Databricks Unity Catalog Connector Extraction Queries¶
Alation Cloud Service Applies to Alation Cloud Service instances of Alation
Customer Managed Applies to customer-managed instances of Alation
Important
This section is applicable from connector versions 3.0.0 onwards.
The default extraction queries for Databricks Unity Catalog Connector OCF data sources are listed below. You can customize them to better suit your extraction requirements. Custom queries can be provided on the Metadata Extraction tab of the data source Settings page under the Custom extraction queries section.
You can customize all or some of the queries.
If specified, custom extraction queries will take precedence over the default MDE , selective extraction, and schema selection.
Catalog¶
Make sure that your query has a column labeled as CATALOG
in the SELECT statement.
SELECT
CATALOG_NAME AS CATALOG
FROM
SYSTEM.INFORMATION_SCHEMA.CATALOGS
WHERE
CATALOG_NAME NOT IN('system');
Schema¶
Make sure that your query has columns labeled as CATALOG
, SCHEMA
and REMARKS
in the SELECT statement.
SELECT
CATALOG_NAME AS CATALOG,
SCHEMA_NAME AS SCHEMA,
COMMENT AS REMARKS
FROM
SYSTEM.INFORMATION_SCHEMA.SCHEMATA
WHERE
CATALOG_NAME NOT IN ('system')
AND CONCAT(CATALOG_NAME,
'.',
SCHEMA_NAME) NOT IN ('''')
AND SCHEMA_NAME NOT IN('information_schema');
Table¶
Make sure that your query has columns labeled as CATALOG
, SCHEMA
, TABLE_NAME
, TABLE_TYPE
, and REMARKS
in the SELECT statement.
SELECT
TABLE_CATALOG AS CATALOG,
TABLE_SCHEMA AS SCHEMA,
TABLE_NAME AS TABLE_NAME,
TABLE_TYPE AS TABLE_TYPE,
COMMENT AS REMARKS
FROM
SYSTEM.INFORMATION_SCHEMA.TABLES
WHERE
TABLE_TYPE NOT IN( 'MATERIALIZED_VIEW', 'VIEW')

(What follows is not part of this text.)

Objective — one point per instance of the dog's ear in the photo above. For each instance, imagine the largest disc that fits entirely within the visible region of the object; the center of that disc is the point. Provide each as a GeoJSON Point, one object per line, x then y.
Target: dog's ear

AND TABLE_CATALOG NOT IN ('system')
AND CONCAT(TABLE_CATALOG,
'.',
TABLE_SCHEMA)
NOT IN ('''')
AND TABLE_SCHEMA NOT IN('information_schema');
View¶
Make sure that your query has columns labeled as CATALOG
, SCHEMA
, VIEW_NAME
, VIEW_CREATE_STATEMENT
, 'VIEW' AS VIEW_TYPE
, and REMARKS
in the SELECT statement.
SELECT
V.TABLE_CATALOG AS CATALOG,
V.TABLE_SCHEMA AS SCHEMA,
V.TABLE_NAME AS VIEW_NAME,
'VIEW' AS VIEW_TYPE,
CASE
WHEN lower(V.VIEW_DEFINITION) LIKE 'create view%' THEN V.VIEW_DEFINITION
WHEN lower(V.VIEW_DEFINITION) LIKE 'create or replace view%' THEN V.VIEW_DEFINITION
WHEN lower(V.VIEW_DEFINITION) LIKE 'create materialized view%' THEN V.VIEW_DEFINITION
WHEN lower(V.VIEW_DEFINITION) LIKE 'create or replace materialized view%' THEN V.VIEW_DEFINITION
WHEN T.TABLE_TYPE = 'MATERIALIZED_VIEW' THEN 'CREATE OR REPLACE MATERIALIZED VIEW ' || V.TABLE_CATALOG || '.' || V.TABLE_SCHEMA || '.' || V.TABLE_NAME || ' AS ' || V.VIEW_DEFINITION
ELSE 'CREATE OR REPLACE VIEW ' || V.TABLE_CATALOG || '.' || V.TABLE_SCHEMA || '.' || V.TABLE_NAME || ' AS ' || V.VIEW_DEFINITION
END AS VIEW_CREATE_STATEMENT,
T.COMMENT AS REMARKS
FROM
SYSTEM.INFORMATION_SCHEMA.VIEWS V
LEFT JOIN SYSTEM.INFORMATION_SCHEMA.TABLES T
ON
V.TABLE_CATALOG = T.TABLE_CATALOG
AND V.TABLE_SCHEMA = T.TABLE_SCHEMA
AND T.TABLE_TYPE IN ('MATERIALIZED_VIEW', 'VIEW')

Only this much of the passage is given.